Preconditions, Postconditions, and Class Invariants

The Liskov Substitution Principle & Design by Contract

Dr. Barbara Liskov and Dr. Bertrand Meyer are both important figures in the object-oriented software research community. The two design principles and guidelines that bear their name are the Liskov Substitution Principle (LSP) and Bertrand Meyer’s Design by Contract (DbC). These closely related object-oriented design concepts are covered together in this section and can be summarized in the following statement:

Subtype objects must be behaviorally substitutable for supertype objects. Programmers must be able to reason correctly about and rely upon the behavior of subtypes using only the supertype behavior specification.

Reasoning About the Behavior of Supertypes and Subtypes

Programmers must be able to reason correctly about the behavior of abstract data types and their derived subtypes. The LSP and DbC provide both theoretical and applied foundations upon which programmers can build well-behaved class inheritance hierarchies that facilitate the object-oriented architectural reasoning process.

Relationship Between the LSP and DbC

The LSP and DbC are closely related concepts primarily because they both draw from largely the same body of research in the formulation of their theories. They each address the question of how a programmer should be able to reason about the behavior of a subtype object when it is substituted for a supertype object, they each address the role of method preconditions and postconditions in the specification of desired object behavior, and they each discuss the role of class invariants and how method postconditions should ensure invariant state conditions are preserved. They both seek to provide a mechanism for programmers to create reliable object-oriented software.

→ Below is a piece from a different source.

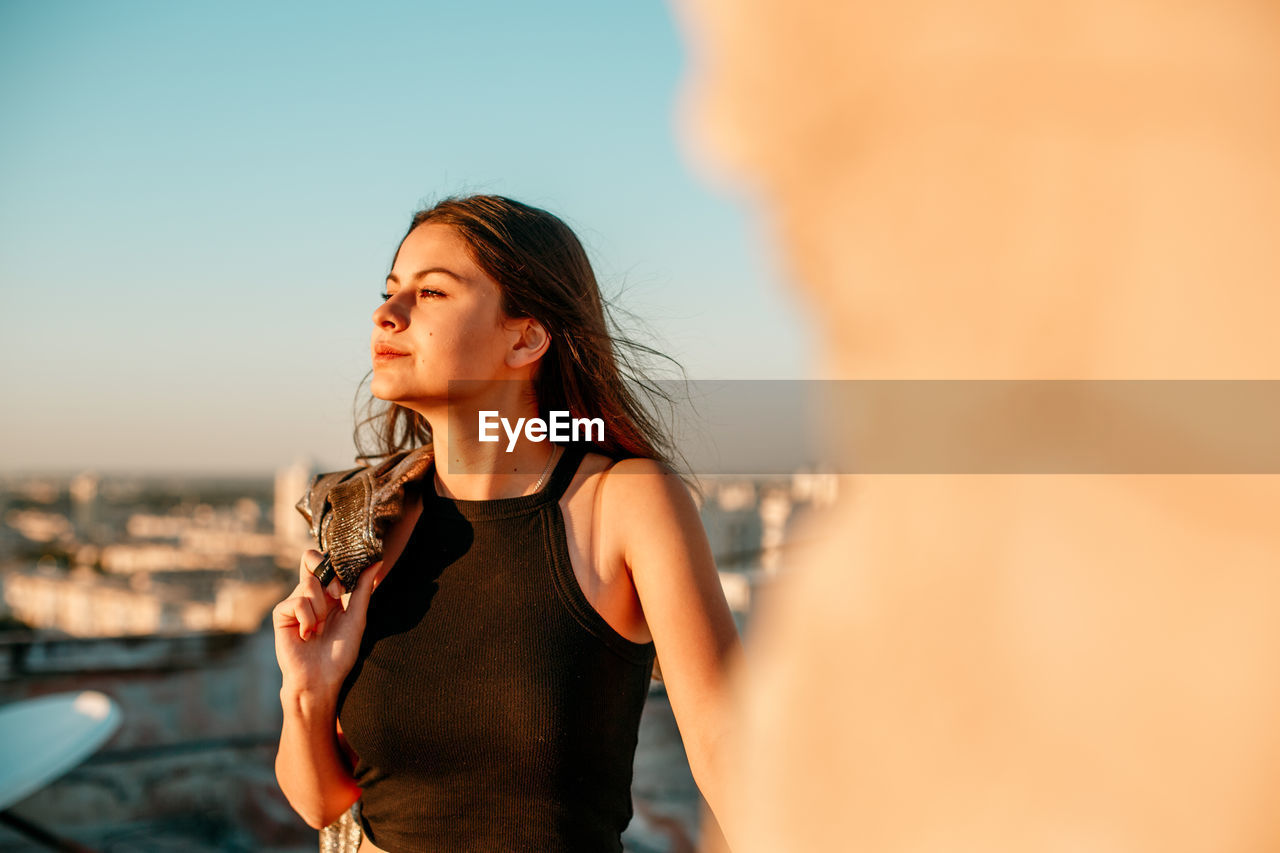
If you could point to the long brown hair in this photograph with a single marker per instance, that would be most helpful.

Design by contract differs from the LSP in its emphasis on the notion of contracts between supertype and sub-type. The base class (supertype) is a contractor that may, at runtime, have its interface methods performed by a subcontractor (subtype). Programmers should not need any apriori knowledge of the subtype’s existence when they write the code that may come to rely on the subtype’s behavior. The subtype, when substituted for the supertype, should fulfill the contract promised by the supertype. In other words, the subtype object should not pull any surprises.

Another difference between the LSP and DbC is that the LSP is more notional, while DbC is more practical. By this I mean no language, as of this writing, directly supports the LSP specifically, with perhaps the exception of the type checking facilities provided by a compiler. Design by contract, on the other hand, is directly supported by the Eiffel programming language.

The Common Goal of the LSP and DbC

The LSB and DbC share a common goal. They both aim to help software developers build correct software from the start. Given this common goal I will occasionally refer to both concepts collectively as the LSP/DbC.

Java Support for the LSP and DbC

With the exception of type checking, Java does not provide direct language support for either the LSP or DbC. However, there are techniques you can use to enforce preconditions and postconditions, and to ensure the state of class invariants. Regardless of the level of language support for either the LSP or DbC, programmers can realize significant improvements in their overall class hierarchy designs by simply keeping the LSP and DbC in mind during the design process.

Designing with the LSP/DbC in Mind

The LSP/DbC focuses on the correct specification of supertype and subtype behavioral relationships. By keeping the LSP/DbC in mind when designing class hierarchies programmers are much less likely to create subclasses that implement behavior incompatible with that specified by the base class.

Class Declarations Viewed as Behavior Specifications

A class declaration introduces a new abstract data type into a programmer’s environment. The class declaration is, by its very nature, a behavioral specification. The behavior is specified by the set of public interface methods made available to clients, by the set of possible states an object may assume, and by the side effects resulting from method execution.

In Java, class declaration and definition is usually combined. A class that specifies behavior only is known in Java as an interface whereas an abstract class can both specify behavior, and, where necessary, provide behavior implementation.

An abstract data type can adopt the behavioral specification of another abstract data type. (Like one interface extending another interface, or a class extending another class.) The former would be the subtype and the latter the supertype. When the supertype is an abstract base class or interface, the subtype inherits only a behavior specification. It must then either implement the specified behavior or further defer the implementation to yet another subtype. When a supertype provides behavior implementation, a subtype may adopt the supertype behavior outright or provide an overriding behavior. It is the correct implementation of this overriding behavior about which the LSP/DbC is most concerned. Programmers can create well-behaved subtypes by employing preconditions, postconditions, and class invariants.

Quick Review

The Liskov Substitution Principle (LSP) and Bertrand Meyer’s Design by Contract (DbC) programming are closely related principles designed to enable programmers to better reason about subtype behavior.